I’d forgotten about them, actually.
“…And visit him in his little hardware store on Kingsway?”
That was the thing about my grandma: the memories. She was stuffed with them -memories I would have forgotten without her, parts of me that would have been lost in my increasingly tangled neurons forever. In a way in fact, her patience and understanding made me who I am today, and my mother the woman she became, as well.
It’s my memories that dominate now, however -they are all that remain of the years when my grandparents were alive. And it sort of reminded me of the ‘Grandmother Hypothesis’ that I recently saw in an article in the Smithsonian Magazine written by Elizabeth Landau. (https://www.smithsonianmag.com/science-nature/how-much-did-grandmothers-influence-human-evolution-180976665/)

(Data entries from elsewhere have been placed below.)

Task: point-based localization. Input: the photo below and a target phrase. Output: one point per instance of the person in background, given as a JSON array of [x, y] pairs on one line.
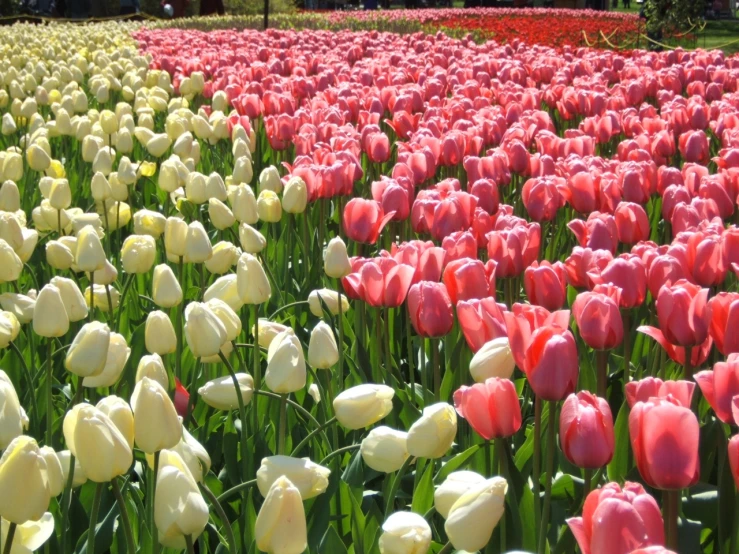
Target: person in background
[[209, 7]]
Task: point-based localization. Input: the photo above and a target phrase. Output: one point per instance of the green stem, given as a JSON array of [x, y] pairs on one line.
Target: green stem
[[222, 516], [551, 438], [94, 517], [125, 520]]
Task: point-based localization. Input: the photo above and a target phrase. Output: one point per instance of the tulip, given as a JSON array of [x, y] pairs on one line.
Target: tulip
[[87, 355], [204, 331], [618, 521], [166, 289], [432, 434], [280, 527], [363, 405], [336, 262], [430, 309], [491, 408], [252, 282], [384, 449], [454, 486], [309, 478], [586, 430], [13, 418], [159, 334], [93, 438], [473, 517], [322, 350], [179, 508], [138, 253], [156, 425], [286, 371], [49, 316], [664, 437], [24, 484], [405, 533]]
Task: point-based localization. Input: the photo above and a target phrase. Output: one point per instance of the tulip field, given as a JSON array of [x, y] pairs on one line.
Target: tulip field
[[352, 291]]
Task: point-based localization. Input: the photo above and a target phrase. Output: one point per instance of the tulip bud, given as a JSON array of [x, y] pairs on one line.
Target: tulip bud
[[309, 478], [336, 262], [322, 350], [253, 285], [285, 364], [138, 253], [204, 331], [475, 514], [179, 508], [159, 334], [317, 299], [433, 433], [156, 425], [252, 241], [363, 405], [49, 316], [24, 484], [87, 355], [280, 526], [166, 290], [405, 533], [295, 196], [13, 419], [384, 449]]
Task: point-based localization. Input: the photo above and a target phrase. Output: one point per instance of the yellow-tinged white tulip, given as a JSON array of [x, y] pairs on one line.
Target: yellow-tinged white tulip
[[330, 298], [405, 533], [280, 526], [322, 350], [49, 315], [473, 517], [363, 405], [309, 478], [220, 393], [156, 425], [179, 508], [286, 371], [166, 289], [24, 483], [204, 331], [432, 435], [384, 449], [118, 354]]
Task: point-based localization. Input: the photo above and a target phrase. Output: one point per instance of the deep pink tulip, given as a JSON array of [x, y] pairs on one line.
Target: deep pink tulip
[[720, 386], [618, 521], [430, 309], [652, 387], [598, 317], [586, 430], [665, 440], [545, 284], [364, 220], [481, 320], [491, 408]]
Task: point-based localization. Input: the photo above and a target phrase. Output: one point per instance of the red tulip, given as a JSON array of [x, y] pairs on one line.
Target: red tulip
[[720, 386], [468, 279], [545, 284], [665, 440], [725, 322], [481, 321], [598, 317], [491, 408], [430, 309], [617, 521], [652, 387], [586, 430], [364, 220]]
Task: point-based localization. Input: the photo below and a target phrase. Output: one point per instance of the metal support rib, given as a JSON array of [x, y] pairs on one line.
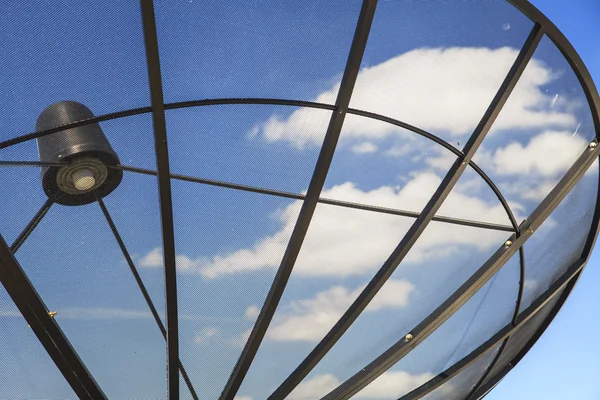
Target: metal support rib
[[283, 102], [142, 287], [401, 348], [339, 203], [514, 321], [568, 278], [332, 135], [416, 229], [164, 188], [46, 329], [37, 218]]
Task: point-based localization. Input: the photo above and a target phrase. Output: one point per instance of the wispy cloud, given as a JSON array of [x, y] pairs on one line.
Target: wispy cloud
[[447, 93]]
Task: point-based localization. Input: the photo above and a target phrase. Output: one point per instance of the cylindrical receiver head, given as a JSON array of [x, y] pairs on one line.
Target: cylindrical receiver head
[[84, 150]]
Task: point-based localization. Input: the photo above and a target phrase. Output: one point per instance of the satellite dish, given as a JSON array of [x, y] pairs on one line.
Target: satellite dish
[[271, 193]]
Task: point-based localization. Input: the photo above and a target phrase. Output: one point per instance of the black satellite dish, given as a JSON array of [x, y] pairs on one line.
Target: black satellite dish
[[329, 241]]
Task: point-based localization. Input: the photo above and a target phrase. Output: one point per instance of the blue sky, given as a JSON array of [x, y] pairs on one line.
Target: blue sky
[[433, 73], [565, 362]]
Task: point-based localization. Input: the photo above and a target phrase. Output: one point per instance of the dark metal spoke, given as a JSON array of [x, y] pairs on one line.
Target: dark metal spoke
[[482, 391], [514, 321], [37, 218], [46, 329], [29, 164], [142, 287], [567, 278], [401, 348], [339, 203], [165, 200], [332, 135], [413, 233]]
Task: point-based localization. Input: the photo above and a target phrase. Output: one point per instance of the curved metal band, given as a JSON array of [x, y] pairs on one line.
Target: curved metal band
[[281, 102]]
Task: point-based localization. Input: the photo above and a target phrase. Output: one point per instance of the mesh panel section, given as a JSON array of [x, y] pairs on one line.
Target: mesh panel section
[[413, 291], [426, 281], [224, 276], [83, 276], [567, 228], [402, 172], [443, 347], [343, 247], [248, 144], [520, 338], [91, 53], [462, 384], [544, 126], [441, 79], [27, 371], [278, 49]]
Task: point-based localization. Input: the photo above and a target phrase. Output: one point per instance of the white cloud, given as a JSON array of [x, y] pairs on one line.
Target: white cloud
[[206, 335], [240, 340], [390, 385], [547, 154], [434, 89], [153, 259], [364, 148], [310, 319], [345, 242], [252, 312]]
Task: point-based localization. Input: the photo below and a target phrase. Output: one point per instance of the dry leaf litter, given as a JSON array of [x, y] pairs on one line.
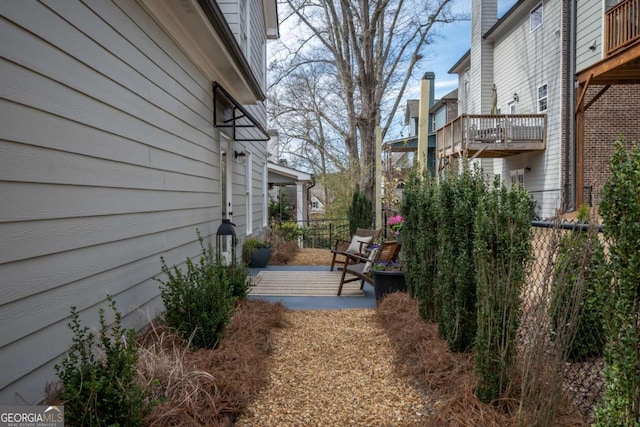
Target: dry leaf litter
[[334, 368]]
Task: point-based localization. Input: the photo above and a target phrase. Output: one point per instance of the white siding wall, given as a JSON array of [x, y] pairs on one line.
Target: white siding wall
[[108, 160], [590, 15], [525, 60]]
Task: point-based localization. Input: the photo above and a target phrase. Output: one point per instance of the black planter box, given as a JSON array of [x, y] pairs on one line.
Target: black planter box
[[260, 258], [386, 282]]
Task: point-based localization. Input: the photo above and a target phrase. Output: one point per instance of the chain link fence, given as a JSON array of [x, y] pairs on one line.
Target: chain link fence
[[561, 337]]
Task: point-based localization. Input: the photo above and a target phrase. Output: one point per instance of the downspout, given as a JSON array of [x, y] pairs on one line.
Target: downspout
[[569, 119], [313, 184]]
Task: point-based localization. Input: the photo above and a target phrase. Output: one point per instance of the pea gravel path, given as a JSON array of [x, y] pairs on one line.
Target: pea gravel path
[[334, 368]]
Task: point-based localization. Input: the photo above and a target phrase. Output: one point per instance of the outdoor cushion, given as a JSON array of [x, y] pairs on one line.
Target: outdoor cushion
[[357, 242], [369, 263]]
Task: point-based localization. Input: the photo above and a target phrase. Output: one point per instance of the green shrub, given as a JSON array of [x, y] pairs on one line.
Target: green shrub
[[360, 212], [456, 284], [581, 263], [620, 209], [250, 245], [502, 249], [98, 378], [198, 304], [419, 254]]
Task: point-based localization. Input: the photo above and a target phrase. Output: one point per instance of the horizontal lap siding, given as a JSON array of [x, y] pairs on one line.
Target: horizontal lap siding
[[525, 60], [108, 161]]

I have to admit I’d never heard of it until then, but it involved the idea that ‘grandmothers step in to feed young children and perform other motherly duties so that mothers can focus their own energy and resources on having more children at shorter intervals. The result is that a grandmother enables the birth of more descendants, leaving more copies of her genes in subsequent generations.’ A bit contrived, I think, but nonetheless intriguing.
And, even though my mother stopped having children after I was born, surely the original intent of the hypothesis was to highlight the value of the extended family and its advantages for the success of the progeny: quality, rather than quantity. And anyway, I’m sure that Grandma figured she’d already spread the family genes widely enough by the time I came along… My mother would have smiled at that.